In 1928 lightning struck the temple’s east tower. The resulting fire was extinguished after three hours.
Monticello Utah Temple
One of the Church’s smallest temples, it was originally 7,000 square feet. Four years after it was dedicated, it was rededicated after an expansion project. It added a second sealing room and ordinance room and other facilities. President Gordon B. Hinckley did both the original dedication and rededication.
It originally had a white Angel Moroni statue on the spire. However, on a cloudy day, the statue was difficult to see. It was replaced by a taller, gold-leafed Moroni about a year after the dedication. The white statue was sent to the Columbus Ohio Temple after it was gold leafed.
St. George Utah Temple
Church leaders announced plans to construct the temple on Nov. 9, 1871 and they broke ground the same day.
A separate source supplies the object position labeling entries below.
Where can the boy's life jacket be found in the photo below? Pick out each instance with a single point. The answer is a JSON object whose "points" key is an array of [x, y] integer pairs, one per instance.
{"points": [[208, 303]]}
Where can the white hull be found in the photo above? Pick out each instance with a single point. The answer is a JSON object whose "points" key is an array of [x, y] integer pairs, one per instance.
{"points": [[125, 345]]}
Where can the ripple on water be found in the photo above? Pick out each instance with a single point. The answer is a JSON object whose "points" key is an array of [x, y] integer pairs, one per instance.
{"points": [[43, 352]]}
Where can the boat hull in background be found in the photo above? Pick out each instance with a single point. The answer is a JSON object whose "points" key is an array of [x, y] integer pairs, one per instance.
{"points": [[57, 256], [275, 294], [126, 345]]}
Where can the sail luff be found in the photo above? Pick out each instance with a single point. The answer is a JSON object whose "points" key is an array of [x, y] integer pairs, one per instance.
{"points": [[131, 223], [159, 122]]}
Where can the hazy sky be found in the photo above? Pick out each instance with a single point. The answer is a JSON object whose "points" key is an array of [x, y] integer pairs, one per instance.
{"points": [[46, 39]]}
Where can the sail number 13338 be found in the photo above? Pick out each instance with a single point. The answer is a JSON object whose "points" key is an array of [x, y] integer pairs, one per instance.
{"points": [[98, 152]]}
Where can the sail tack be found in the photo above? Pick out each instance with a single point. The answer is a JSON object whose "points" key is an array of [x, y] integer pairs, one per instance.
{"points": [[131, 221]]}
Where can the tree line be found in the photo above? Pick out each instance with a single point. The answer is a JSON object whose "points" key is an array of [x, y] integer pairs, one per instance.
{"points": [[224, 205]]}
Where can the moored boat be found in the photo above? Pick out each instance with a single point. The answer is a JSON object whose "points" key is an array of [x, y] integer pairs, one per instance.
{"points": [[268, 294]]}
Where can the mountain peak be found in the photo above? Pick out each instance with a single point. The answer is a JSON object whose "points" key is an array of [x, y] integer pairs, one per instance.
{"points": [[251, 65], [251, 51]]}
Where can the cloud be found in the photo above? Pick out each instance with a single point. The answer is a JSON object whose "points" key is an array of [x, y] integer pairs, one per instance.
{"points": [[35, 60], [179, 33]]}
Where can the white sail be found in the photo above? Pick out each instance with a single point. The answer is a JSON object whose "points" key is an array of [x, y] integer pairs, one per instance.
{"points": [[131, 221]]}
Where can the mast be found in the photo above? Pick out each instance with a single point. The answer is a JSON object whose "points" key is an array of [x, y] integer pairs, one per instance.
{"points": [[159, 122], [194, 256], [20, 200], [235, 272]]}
Almost 100 years after its initial dedication, President Spencer W. Kimball rededicated the temple after it was remodeled.
The temple was privately dedicated Jan. 1, 1877, with three dedicatory prayers. President Wilford Woodruff dedicated the baptistry; Erastus Snow did the main floor and Brigham Young, Jr. dedicated the sealing room.
It is the oldest operating temple of the church and the first built in Utah. It is the only temple completed during the 30 years Brigham Young was president of the church. Its original tower was damaged by a lightning storm shortly after it was dedicated. A new tower was added several years later.
The St. George Utah Temple was nearly doubled in size and rededicated in 1975.
Cedar City Utah Temple
Plans were announced in April 2013 to construct a temple in Cedar City.
The temple will be dedicated on Sunday, December 10.
Saratoga Springs Utah Temple
The Saratoga Springs Utah Temple was announced Sunday, April 2, 2017 at the Sunday morning session of the LDS General Conference.
Layton Utah Temple
The Layton Utah Temple was announced Sunday, April 1, 2018 at the Sunday afternoon session of the LDS General Conference.
Washington County Utah
A new temple in Washington County, Utah was announced Sunday, Oct. 7, 2018 at the Sunday afternoon session of the LDS General Conference.
Tooele Valley Utah Temple
A temple to be constructed in Tooele Valley was announced Sunday, April 7, 2019, during the Sunday afternoon session of general conference.